Internationally, the question of the US’s credibility and international reputation becomes the most pressing long-term issue.  In addition to the Iraq War, projects like the extra-legal prison at Guantanamo Bay and no-longer-so-secret CIA prisons in former Soviet satellites have eroded America’s moral authority when it comes to criticizing other countries behaviour.

Without that authority, the US has much greater trouble using its “soft power” to affect change.  Despite its name, soft power is usually far more effective at convincing folks to change their behaviour than the military kind.

And the deterrent value of America’s military power has also suffered greatly under Bush.  The continued ability of a bunch of lightly armed insurgents to tie down the world’s most expensive military machine has given new heart to all of America’s enemies, and has allowed countries like Iran to conclude a US attack is virtually impossible at present and to act accordingly.  Given how close the US Army is to cracking under the strain it has been placed in, and how long it will take them to recover, that perception is not too far from the truth.

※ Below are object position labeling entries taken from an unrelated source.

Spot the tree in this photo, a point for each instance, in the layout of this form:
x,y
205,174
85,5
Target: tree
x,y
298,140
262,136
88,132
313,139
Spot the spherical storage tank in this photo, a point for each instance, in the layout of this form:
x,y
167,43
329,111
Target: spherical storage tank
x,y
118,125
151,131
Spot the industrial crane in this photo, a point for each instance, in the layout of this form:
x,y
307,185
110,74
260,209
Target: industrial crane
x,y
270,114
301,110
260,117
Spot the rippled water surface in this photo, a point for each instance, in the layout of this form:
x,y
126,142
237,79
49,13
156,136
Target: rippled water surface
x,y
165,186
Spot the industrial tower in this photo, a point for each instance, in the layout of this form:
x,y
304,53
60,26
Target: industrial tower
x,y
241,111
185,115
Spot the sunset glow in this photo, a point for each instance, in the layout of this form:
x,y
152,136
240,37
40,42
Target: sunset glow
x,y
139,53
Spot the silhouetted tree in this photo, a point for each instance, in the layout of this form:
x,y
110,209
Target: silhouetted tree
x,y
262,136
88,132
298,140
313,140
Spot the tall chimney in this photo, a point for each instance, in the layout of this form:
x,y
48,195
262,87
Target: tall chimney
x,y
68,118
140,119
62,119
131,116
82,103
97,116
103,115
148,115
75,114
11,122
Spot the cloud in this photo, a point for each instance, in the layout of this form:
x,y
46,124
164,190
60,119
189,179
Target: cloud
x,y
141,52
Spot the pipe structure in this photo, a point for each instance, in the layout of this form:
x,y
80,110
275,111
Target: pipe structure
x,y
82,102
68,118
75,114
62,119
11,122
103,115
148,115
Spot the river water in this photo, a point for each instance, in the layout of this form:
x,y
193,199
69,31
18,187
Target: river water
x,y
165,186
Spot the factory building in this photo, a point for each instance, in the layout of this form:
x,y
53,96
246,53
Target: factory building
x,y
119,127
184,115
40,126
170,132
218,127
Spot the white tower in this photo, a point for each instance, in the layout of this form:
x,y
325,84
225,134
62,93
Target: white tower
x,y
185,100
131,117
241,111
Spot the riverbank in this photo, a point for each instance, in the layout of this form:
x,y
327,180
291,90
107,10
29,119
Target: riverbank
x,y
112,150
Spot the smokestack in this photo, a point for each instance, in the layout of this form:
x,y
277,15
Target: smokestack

There is one small ray of hope here.  If the next President moves quickly to distance himself from many of the policies that have caused most of the damage to the US’s image, I figure a lot of the people who used to have a high opinion of the US will be willing to treat the Bush Administration as an anomaly and forgive the rest of the country.  On the other hand, if the next President fails to move in a new direction and return to the ideals of America’s past, the damage will become rooted and take decades or longer to reverse or recover to pre-Bush levels.

There are a couple points that worry me.  The first is the simple fact that Bush has another 18 months in power.  While his actions are slightly more constrained with the Democrats in control of Congress, he could still do something like launch an air attack on Iran that will make the current mess he’s handing off even worse.

The second is some version of a Black Swan; a successful terror attack in the US being the most likely, but any major event that the US isn’t prepared for could quickly change the calculus for both the current and subsequent administrations, and I have the feeling that it is unlikely to change things for the better.

Given those headaches, why do so many candidates want the job? Well, for one thing, with big problems can come big prospects.

The presidents most highly regarded by history are those who took over in troubled times and negotiated them with skill. Franklin Roosevelt followed Herbert Hoover amid the Great Depression and then led the nation during World War II. Ronald Reagan is credited with restoring America's resilience after the Iranian hostage crisis and oil shocks of Jimmy Carter's tenure.

"I think the last president to have as much danger and opportunity was when Roosevelt got elected in 1932," Biden says. "The next president — I mean this literally, not figuratively — has a chance to change the world, to put the world on a different trajectory than it is on now."


A lofty goal for certain, and I can’t argue with the perception that America is in need of a great President, or possibly a string of them, to lead the country over the next several years.  Of course, that more than anything tells you what kind of President Bush is.